As fans, we knew then what to expect from the prequels. They would be Arthurian, operatic, mythic, pick the word of your choice, but shaped by Lucas’ particular reading of Joseph Campbell’s monomyth theory. All of this pointed towards a more mature, darker conception of the series that would require strong performances to achieve the emotional intensity we wanted to see on the screen. This goes hand in hand with the degree to which fans of my generation embraced The Empire Strikes Back as the best of the three Star Wars movies, and the intensity with which they repudiated the introduction of Muppets and stuffed toys, especially the Ewoks, into the next Star Wars film and its spinoffs.

Part of what cemented that sense of a shared conception of the prequels was the beginnings of the internet fandom, certainly by the 1990s. Early internet fandom was marked by sharp divides, flame wars between different factions who had very different sets of expectations about what Star Wars, or any other media property, was supposed to do. But over time, online fan communities tended to develop very strong senses of consensus around what’s best and what’s worst about a particular media franchise, and that consensus becomes more entitled and empowered over time, so that by the time the prequels came out Lucas was facing a very intense and embedded sense of fan expectations, expectations which had been building over almost twenty years during the gap between the films.
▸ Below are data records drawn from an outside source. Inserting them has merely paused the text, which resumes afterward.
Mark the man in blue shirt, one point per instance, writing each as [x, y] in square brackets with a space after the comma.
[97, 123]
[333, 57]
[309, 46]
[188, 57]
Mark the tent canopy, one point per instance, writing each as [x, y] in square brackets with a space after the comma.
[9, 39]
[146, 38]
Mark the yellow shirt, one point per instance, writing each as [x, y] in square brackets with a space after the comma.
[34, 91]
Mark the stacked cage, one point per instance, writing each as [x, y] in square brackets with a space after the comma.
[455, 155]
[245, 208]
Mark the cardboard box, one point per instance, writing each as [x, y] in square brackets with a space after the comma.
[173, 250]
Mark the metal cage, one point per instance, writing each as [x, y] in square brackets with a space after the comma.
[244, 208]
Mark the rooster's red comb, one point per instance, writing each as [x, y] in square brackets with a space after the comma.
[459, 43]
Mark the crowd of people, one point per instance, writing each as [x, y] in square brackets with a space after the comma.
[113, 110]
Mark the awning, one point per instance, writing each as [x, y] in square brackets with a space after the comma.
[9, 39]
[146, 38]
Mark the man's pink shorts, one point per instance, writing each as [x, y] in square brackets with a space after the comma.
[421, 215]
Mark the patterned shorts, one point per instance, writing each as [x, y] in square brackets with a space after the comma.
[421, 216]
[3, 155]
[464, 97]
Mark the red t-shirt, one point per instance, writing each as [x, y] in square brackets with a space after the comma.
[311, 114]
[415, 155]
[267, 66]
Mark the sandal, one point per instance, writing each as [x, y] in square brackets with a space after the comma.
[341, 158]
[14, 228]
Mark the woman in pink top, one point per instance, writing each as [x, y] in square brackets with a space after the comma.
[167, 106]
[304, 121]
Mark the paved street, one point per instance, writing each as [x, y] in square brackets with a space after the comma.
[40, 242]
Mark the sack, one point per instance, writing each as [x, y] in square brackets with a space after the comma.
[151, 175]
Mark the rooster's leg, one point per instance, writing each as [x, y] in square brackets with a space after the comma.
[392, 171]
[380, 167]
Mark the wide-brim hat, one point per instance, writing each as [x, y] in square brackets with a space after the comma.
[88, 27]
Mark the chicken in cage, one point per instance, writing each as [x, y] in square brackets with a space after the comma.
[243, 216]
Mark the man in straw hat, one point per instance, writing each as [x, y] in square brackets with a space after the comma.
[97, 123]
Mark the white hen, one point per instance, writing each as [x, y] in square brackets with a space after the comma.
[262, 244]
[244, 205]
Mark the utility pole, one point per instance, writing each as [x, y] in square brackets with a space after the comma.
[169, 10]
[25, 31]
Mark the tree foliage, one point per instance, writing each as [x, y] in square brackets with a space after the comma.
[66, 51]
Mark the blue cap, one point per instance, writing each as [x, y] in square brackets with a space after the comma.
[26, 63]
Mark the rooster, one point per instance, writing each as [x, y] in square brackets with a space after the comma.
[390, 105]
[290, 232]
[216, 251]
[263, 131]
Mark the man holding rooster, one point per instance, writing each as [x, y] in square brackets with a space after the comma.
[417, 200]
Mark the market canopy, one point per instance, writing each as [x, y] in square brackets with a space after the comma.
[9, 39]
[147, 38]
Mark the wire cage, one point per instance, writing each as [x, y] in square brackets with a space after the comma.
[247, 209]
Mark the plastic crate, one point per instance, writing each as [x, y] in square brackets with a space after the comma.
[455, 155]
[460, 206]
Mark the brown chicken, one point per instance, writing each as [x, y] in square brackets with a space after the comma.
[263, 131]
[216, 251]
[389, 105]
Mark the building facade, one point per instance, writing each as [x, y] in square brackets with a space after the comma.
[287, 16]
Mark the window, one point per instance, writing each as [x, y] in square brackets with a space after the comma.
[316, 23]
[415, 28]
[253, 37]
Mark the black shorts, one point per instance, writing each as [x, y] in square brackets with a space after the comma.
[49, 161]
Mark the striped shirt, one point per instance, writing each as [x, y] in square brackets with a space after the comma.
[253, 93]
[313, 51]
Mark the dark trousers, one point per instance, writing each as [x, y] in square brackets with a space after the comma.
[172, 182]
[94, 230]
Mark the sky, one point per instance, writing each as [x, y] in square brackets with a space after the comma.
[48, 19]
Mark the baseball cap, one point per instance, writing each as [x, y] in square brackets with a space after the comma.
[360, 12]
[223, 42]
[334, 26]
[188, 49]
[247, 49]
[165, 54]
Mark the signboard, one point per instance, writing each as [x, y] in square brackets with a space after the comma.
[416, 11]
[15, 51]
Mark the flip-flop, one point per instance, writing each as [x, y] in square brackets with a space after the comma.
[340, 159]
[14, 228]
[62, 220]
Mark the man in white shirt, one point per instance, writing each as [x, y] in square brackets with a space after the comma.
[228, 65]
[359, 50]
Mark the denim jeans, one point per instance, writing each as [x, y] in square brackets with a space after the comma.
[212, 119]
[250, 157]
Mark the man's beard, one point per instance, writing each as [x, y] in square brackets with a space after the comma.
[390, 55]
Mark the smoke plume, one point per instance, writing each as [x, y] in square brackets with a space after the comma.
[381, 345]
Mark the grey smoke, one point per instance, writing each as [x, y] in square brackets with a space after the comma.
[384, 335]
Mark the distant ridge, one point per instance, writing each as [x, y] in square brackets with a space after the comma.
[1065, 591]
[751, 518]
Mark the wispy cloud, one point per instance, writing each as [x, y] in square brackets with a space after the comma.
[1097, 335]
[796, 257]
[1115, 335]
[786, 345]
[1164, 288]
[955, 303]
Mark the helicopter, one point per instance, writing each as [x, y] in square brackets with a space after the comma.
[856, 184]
You mention here that this fan interest is kept alive by the secondary production by the corporation, but it has also been kept alive by fan cultural production. Over the 1980s and 1990s you’re seeing the extension of the timeline of Star Wars as fan writers flesh out incidents earlier and earlier and later and later in the life of the characters, and then move beyond them to tell the backstory of the Sith or the Jedi, often in ways that extend across centuries. Fans sort through these, debate them, some become semi-canonical in the fans’ imagination, and these become central forces shaping what fans want Star Wars to become. During the same time period, we’re seeing both the increased visibility of fan-cultural production, and the first rounds of skirmishes with Lucas and the other producers over what the rules of our participation are going to be. Lucas early on seems to feel a very strong need to control what fans did with Star Wars, an issue I’ll come back to in response to one of your later questions. And so Star Wars became one of the central battlegrounds by which fan relations to intellectual property would take place.